Thoughts on Gemini
After much anticipation, Gemini has been announced this week (on 6-Dec). There have been rumors that it is being pushed to 2024 so this has been a welcome move.
Firstly, I am happy that there is now a credible alternative to Open AI. Yes, Anthropic has been around too but it does only some things well, not all. And their rate limits suggest they are still figuring out scaling. Google does have the engineering chops to scale (they are the ones helping Anthropic scale anyway), it was a good model they did not have. Do they have it now, with Gemini?
The benchmarks suggest they are at par.

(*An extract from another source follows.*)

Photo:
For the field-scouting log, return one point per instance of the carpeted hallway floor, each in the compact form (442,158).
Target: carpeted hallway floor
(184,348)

Yes, slightly better but given the narrow margins, it makes sense to read them as similar (statisticians anyone?). It is indeed strange that all the scores are just a wee bit better than GPT4. This means one or two things -
Google intentionally is playing down the full capabilities so they can give themselves some room to show ongoing improvements. If they show a big leap right now, they risk provoking Open AI and given they are just about to catch up in this race, they don’t want to give unnecessary motivation to Open AI
Of course, the other and a much simpler explanation is that the model is actually not as good as it is advertised. And they could barely meet the performance by torturing certain levers (32 CoT vs 5-shot, using older versions of GPT4, etc.).
Reality is perhaps somewhere in between or some combination of the two.
Their demo videos have been very well made. Quite impressive. But critics were quick to point out that these demos are “fake”. The interaction is not what was actually fed to the model and the actual prompts when reviewed, makes it less impressive, …
领英推荐
Some of this appears to be nitpicky to me. Yes, Google could have been more forthcoming and transparent in showing the benchmarks and the demos (In fact, they were transparent - included all the details in technical report and blog posts around how the demos were made. So, they deserve credit, not criticism). I guess people expected more from Google. After all, Sergey Brin is one of the co-authors of the paper! Anyway, I would say that the model is impressive nevertheless even if it matched GPT4 and doesn’t beat it…yet.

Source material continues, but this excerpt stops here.